(pseud. voor Louis-Marie-Julien Viaud), Fransch romanschrijver van de exotische richting. * 14 Jan. 1850 te Rochefort, uit een Prot. familie, ♱ 10 Juni 1923 te Hendaye. Daar Loti marine-officier was, ontstonden zijn meeste werken tijdens lange zeereizen: vandaar hun groote eenheid van stijl en atmosfeer: korte, ontgoochelde liefdesgeschiedenissen in exotischsprookjesachtige omgevingen weinig verheven van moraal, en steeds de weemoedige suggestie wekkend van een troebel verleden, met als grondtoon de vrees voor den dood. L. lokte een tijdlang veel lezers door zijn zwierigen en welluidenden stijl.
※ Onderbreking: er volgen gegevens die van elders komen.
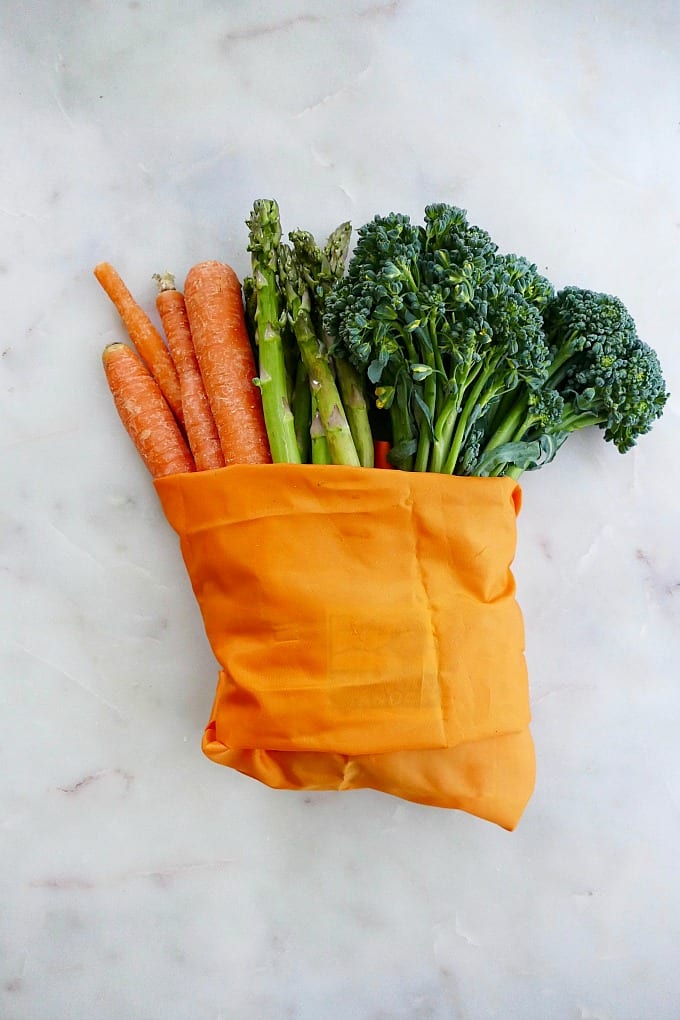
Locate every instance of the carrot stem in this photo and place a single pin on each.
(144, 335)
(145, 413)
(199, 422)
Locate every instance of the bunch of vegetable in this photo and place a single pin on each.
(429, 341)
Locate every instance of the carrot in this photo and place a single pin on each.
(199, 422)
(144, 335)
(145, 412)
(214, 306)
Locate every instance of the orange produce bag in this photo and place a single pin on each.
(367, 630)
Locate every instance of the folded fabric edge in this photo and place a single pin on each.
(492, 779)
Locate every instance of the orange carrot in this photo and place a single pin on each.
(199, 422)
(144, 335)
(145, 413)
(214, 306)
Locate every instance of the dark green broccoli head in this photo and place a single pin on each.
(606, 373)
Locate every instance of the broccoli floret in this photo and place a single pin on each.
(600, 373)
(482, 367)
(443, 326)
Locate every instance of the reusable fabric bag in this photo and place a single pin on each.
(367, 630)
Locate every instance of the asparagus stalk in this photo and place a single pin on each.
(320, 450)
(321, 267)
(302, 412)
(315, 359)
(265, 233)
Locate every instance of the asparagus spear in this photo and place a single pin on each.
(265, 232)
(321, 267)
(315, 359)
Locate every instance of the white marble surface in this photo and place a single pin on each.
(140, 880)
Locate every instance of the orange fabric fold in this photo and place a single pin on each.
(367, 629)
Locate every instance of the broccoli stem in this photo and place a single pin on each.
(513, 426)
(426, 427)
(471, 405)
(402, 426)
(319, 443)
(264, 226)
(447, 420)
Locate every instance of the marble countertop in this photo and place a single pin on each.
(141, 880)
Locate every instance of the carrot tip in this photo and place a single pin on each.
(165, 282)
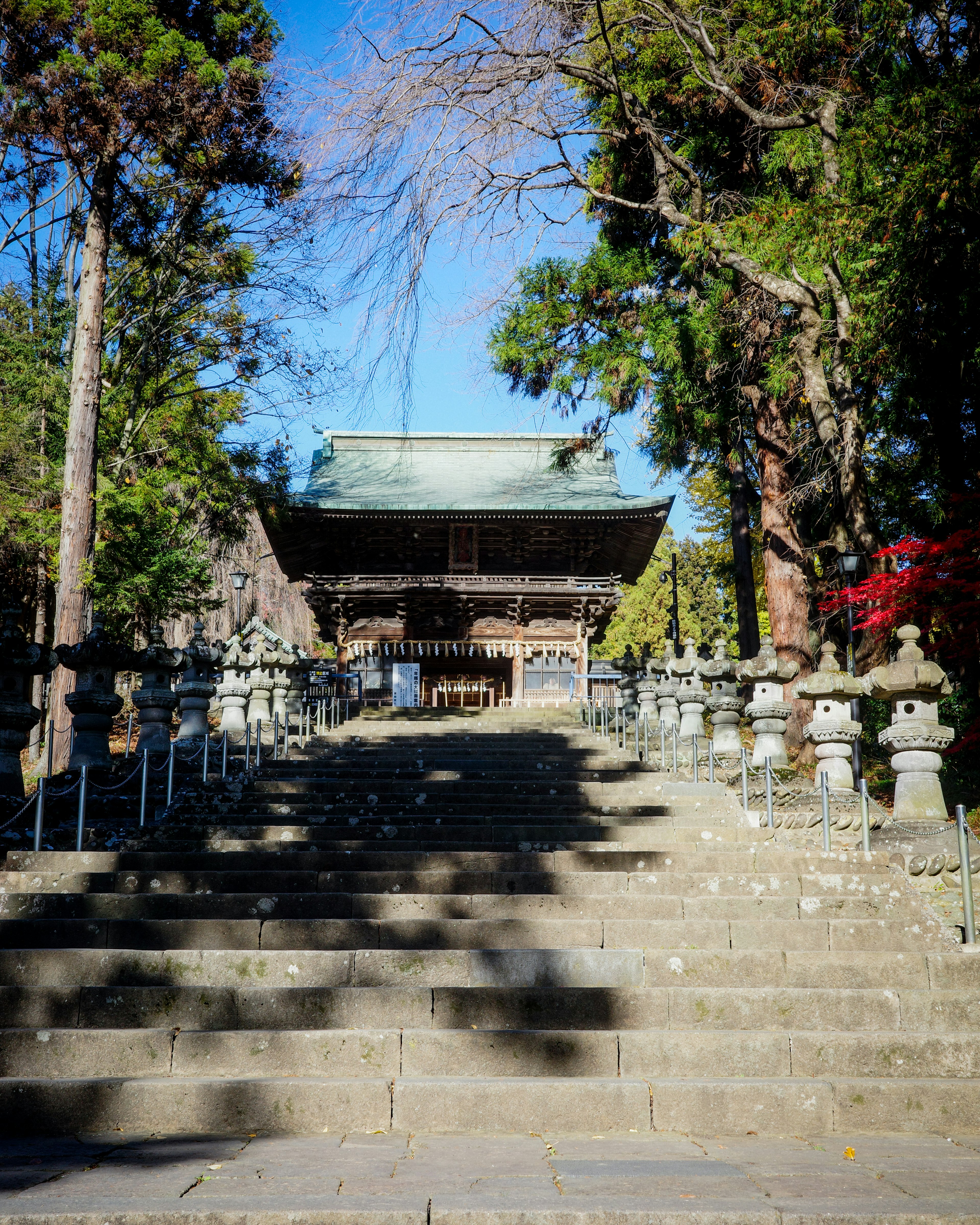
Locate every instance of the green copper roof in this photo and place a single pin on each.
(461, 472)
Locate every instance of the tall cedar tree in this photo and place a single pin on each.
(117, 88)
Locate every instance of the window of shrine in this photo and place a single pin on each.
(548, 672)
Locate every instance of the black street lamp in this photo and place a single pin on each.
(238, 581)
(676, 618)
(847, 567)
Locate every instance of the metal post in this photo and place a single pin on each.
(966, 880)
(40, 814)
(770, 792)
(144, 785)
(83, 802)
(825, 804)
(171, 774)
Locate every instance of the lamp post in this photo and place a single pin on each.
(676, 622)
(238, 581)
(847, 567)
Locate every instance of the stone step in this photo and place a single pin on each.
(763, 859)
(216, 1106)
(493, 1008)
(861, 935)
(236, 903)
(63, 1054)
(685, 968)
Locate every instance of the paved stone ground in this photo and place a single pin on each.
(500, 1180)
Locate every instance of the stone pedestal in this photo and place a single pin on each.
(95, 701)
(628, 685)
(693, 696)
(769, 710)
(725, 704)
(667, 701)
(197, 690)
(832, 731)
(20, 661)
(296, 690)
(646, 695)
(155, 699)
(917, 738)
(233, 690)
(260, 662)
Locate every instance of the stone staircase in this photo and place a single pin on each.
(477, 922)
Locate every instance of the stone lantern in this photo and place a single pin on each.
(769, 708)
(95, 701)
(195, 689)
(628, 687)
(281, 683)
(19, 659)
(297, 689)
(693, 694)
(260, 663)
(832, 729)
(233, 690)
(914, 687)
(667, 691)
(155, 700)
(725, 702)
(647, 683)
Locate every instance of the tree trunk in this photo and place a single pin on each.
(77, 548)
(37, 689)
(742, 553)
(782, 549)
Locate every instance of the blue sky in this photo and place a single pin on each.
(454, 389)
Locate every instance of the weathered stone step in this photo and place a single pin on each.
(393, 1053)
(690, 968)
(492, 1008)
(738, 859)
(352, 934)
(235, 903)
(201, 1106)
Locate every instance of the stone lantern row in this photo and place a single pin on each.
(679, 691)
(256, 685)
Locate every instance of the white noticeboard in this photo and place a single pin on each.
(405, 685)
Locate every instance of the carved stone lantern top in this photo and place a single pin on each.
(157, 656)
(198, 652)
(629, 665)
(767, 666)
(829, 682)
(689, 665)
(97, 653)
(20, 656)
(911, 673)
(721, 667)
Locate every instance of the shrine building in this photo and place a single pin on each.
(467, 555)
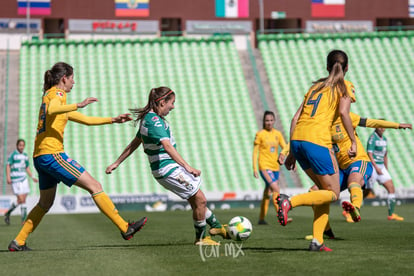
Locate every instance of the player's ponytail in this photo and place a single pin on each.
(267, 112)
(155, 97)
(337, 62)
(53, 76)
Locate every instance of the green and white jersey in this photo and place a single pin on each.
(378, 147)
(18, 163)
(152, 131)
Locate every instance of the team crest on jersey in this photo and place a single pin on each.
(338, 128)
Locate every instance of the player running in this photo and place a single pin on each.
(265, 161)
(167, 165)
(17, 169)
(378, 154)
(311, 144)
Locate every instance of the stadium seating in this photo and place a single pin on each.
(213, 123)
(380, 66)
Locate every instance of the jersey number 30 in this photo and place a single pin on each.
(314, 102)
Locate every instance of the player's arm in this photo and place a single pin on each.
(284, 152)
(386, 160)
(290, 160)
(344, 109)
(56, 107)
(373, 123)
(29, 172)
(8, 174)
(169, 148)
(135, 143)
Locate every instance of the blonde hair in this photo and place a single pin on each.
(337, 62)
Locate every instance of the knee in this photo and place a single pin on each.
(46, 205)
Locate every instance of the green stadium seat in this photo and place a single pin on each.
(380, 68)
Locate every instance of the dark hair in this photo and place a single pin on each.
(336, 62)
(155, 97)
(53, 76)
(20, 140)
(267, 112)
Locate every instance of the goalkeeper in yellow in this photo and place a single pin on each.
(52, 163)
(265, 161)
(355, 173)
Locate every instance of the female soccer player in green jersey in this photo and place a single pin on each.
(167, 165)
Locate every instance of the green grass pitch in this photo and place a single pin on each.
(88, 244)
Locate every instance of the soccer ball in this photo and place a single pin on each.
(240, 228)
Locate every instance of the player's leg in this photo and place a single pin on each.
(320, 221)
(198, 203)
(391, 201)
(9, 211)
(21, 199)
(321, 166)
(275, 189)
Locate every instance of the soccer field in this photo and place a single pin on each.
(88, 244)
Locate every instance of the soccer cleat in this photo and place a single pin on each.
(14, 246)
(206, 241)
(352, 210)
(395, 217)
(262, 222)
(134, 227)
(7, 219)
(347, 216)
(284, 207)
(314, 246)
(220, 231)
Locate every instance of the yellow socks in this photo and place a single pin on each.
(313, 198)
(356, 194)
(320, 221)
(32, 221)
(264, 206)
(107, 207)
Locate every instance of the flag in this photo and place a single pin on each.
(232, 8)
(328, 8)
(132, 8)
(411, 8)
(37, 7)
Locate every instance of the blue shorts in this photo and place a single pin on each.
(274, 175)
(53, 168)
(315, 157)
(363, 167)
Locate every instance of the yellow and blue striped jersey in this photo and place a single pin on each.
(319, 111)
(342, 143)
(266, 145)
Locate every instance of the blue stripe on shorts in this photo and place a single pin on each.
(363, 167)
(55, 168)
(274, 175)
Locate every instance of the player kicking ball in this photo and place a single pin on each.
(167, 165)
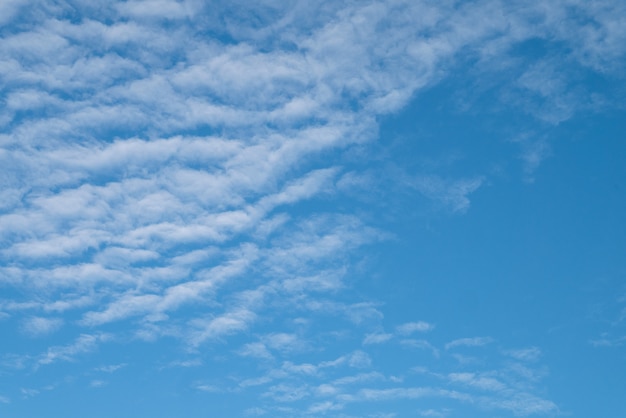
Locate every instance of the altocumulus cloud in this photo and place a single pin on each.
(156, 158)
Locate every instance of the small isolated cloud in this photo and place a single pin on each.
(451, 194)
(40, 326)
(209, 388)
(97, 383)
(111, 368)
(435, 413)
(257, 349)
(525, 354)
(411, 327)
(359, 359)
(83, 344)
(377, 338)
(469, 342)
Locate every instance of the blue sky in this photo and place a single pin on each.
(301, 209)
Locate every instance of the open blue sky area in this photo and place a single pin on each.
(290, 208)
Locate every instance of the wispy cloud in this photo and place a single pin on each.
(83, 344)
(469, 342)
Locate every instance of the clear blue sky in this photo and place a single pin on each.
(306, 209)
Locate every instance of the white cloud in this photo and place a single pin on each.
(40, 326)
(469, 342)
(83, 344)
(451, 194)
(377, 338)
(411, 327)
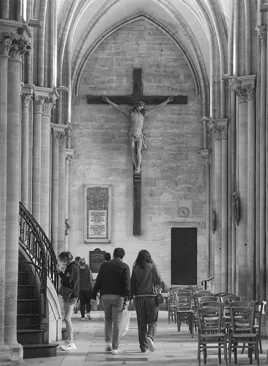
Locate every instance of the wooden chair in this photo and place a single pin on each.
(184, 311)
(211, 332)
(242, 333)
(259, 312)
(172, 306)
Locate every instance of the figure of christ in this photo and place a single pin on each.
(136, 115)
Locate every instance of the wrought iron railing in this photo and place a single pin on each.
(38, 248)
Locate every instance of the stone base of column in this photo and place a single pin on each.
(10, 353)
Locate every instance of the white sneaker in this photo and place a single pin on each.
(115, 351)
(108, 347)
(150, 343)
(69, 347)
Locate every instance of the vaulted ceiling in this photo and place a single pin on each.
(198, 27)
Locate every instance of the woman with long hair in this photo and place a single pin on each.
(69, 290)
(144, 280)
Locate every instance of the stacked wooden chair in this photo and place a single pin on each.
(242, 332)
(211, 331)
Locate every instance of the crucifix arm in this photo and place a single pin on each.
(116, 106)
(159, 106)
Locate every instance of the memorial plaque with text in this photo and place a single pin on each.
(97, 213)
(96, 258)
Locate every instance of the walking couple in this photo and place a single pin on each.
(117, 288)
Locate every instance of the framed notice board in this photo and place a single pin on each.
(97, 224)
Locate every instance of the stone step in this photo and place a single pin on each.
(28, 321)
(30, 336)
(26, 290)
(40, 350)
(29, 305)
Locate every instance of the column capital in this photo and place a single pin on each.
(261, 31)
(69, 154)
(59, 130)
(26, 94)
(220, 128)
(244, 86)
(5, 44)
(20, 44)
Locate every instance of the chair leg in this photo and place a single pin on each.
(205, 354)
(199, 353)
(230, 352)
(219, 353)
(250, 353)
(257, 354)
(260, 344)
(225, 352)
(235, 353)
(178, 323)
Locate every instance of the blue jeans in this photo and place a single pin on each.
(113, 306)
(68, 312)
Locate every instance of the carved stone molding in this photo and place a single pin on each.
(26, 94)
(59, 130)
(19, 45)
(5, 44)
(261, 31)
(219, 128)
(69, 154)
(244, 87)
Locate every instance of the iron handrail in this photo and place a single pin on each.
(39, 248)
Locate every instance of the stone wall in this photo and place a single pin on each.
(173, 172)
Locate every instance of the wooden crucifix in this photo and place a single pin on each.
(136, 115)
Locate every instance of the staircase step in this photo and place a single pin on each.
(28, 321)
(40, 350)
(30, 336)
(26, 290)
(28, 306)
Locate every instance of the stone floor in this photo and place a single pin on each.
(173, 348)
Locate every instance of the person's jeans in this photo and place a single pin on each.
(113, 306)
(68, 312)
(84, 297)
(147, 314)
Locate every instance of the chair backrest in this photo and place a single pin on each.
(184, 301)
(228, 298)
(210, 319)
(242, 317)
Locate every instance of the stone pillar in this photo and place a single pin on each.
(62, 194)
(222, 126)
(69, 155)
(242, 187)
(27, 93)
(58, 134)
(37, 120)
(251, 190)
(45, 166)
(5, 43)
(261, 168)
(217, 203)
(18, 47)
(4, 9)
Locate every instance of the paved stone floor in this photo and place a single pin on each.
(173, 348)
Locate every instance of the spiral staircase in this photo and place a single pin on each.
(39, 314)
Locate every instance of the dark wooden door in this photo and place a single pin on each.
(183, 256)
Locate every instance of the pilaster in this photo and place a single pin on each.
(27, 96)
(5, 43)
(57, 140)
(19, 45)
(244, 87)
(49, 103)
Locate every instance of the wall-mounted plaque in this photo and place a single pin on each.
(97, 214)
(96, 258)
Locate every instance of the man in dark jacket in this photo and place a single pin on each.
(113, 283)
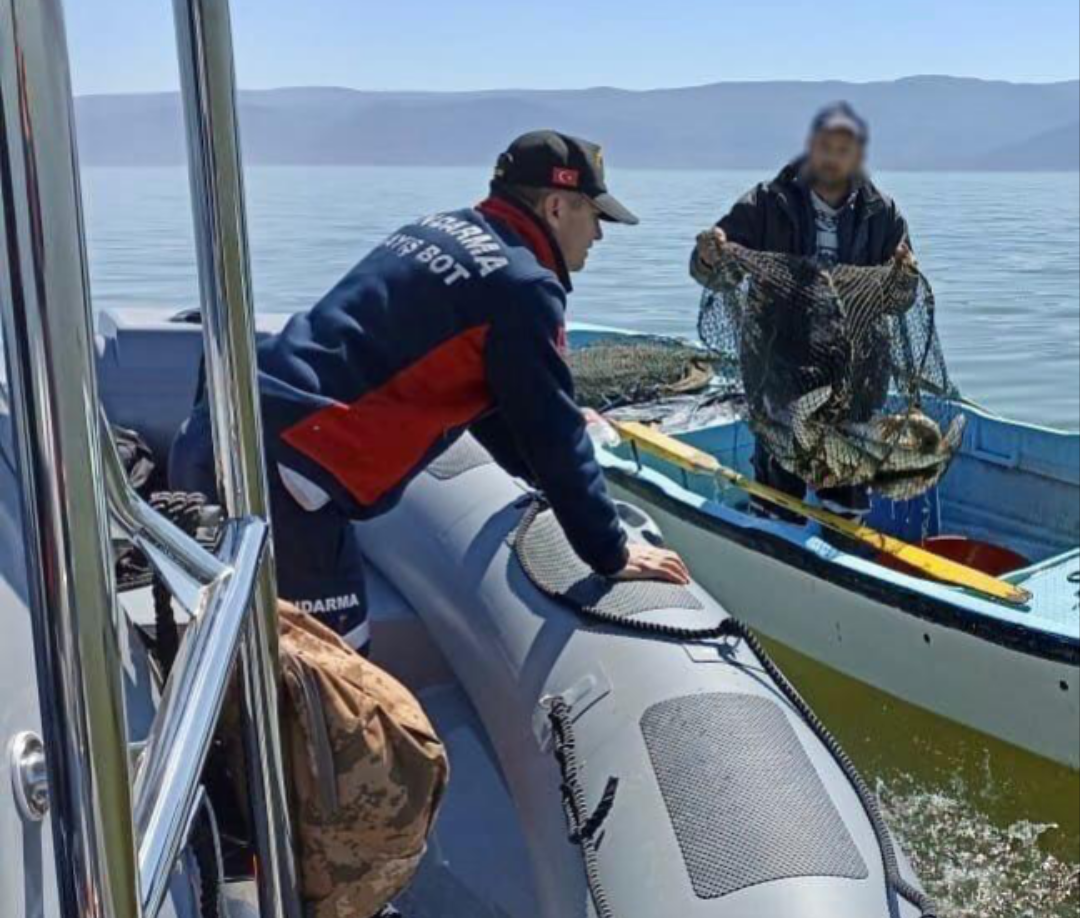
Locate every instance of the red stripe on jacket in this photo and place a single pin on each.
(375, 443)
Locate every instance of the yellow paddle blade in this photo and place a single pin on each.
(651, 441)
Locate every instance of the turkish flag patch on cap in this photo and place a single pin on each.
(566, 177)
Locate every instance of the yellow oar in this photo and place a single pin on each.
(679, 454)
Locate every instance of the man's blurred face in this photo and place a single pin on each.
(836, 157)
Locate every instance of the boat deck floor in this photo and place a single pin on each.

Van moreel standpunt gezien, zijn zijn werken vaak sceptisch en zeer zinnelijk.Voorn. werken:
Romans: Aziyadé (1879); Rarahu (1880); Le roman d’un spahi (1881) ; Le Mariage de Loti (1882); Mon frère Yves (1883); Pêcheur d’Islande (1886) ; Madame Chrisanthème (1887); Le roman d’un enfant (1890); Fantôme d’Orient (1892) ; Ramuntcho (1897); La troisième jeunesse de Mme Prune (1905) ; Les Désenchantées (1906); Un jeune officier pauvre (1923). Reisverhalen: o.a. Jérusalem (1905); L’Inde sous les Anglais (1903); Vers Ispahan (1904). Tooneel: o.a. Judith Renaudin (1898). Uitg.: 1893-1906 (9 dln.); Corresp. inédite (1929). Lit.: Cl. Farrère, L. (1930); A. Autin, L’inquiétude religieuse de P. L., in ,,Le Décret des Dieux” (1936). Willemyns.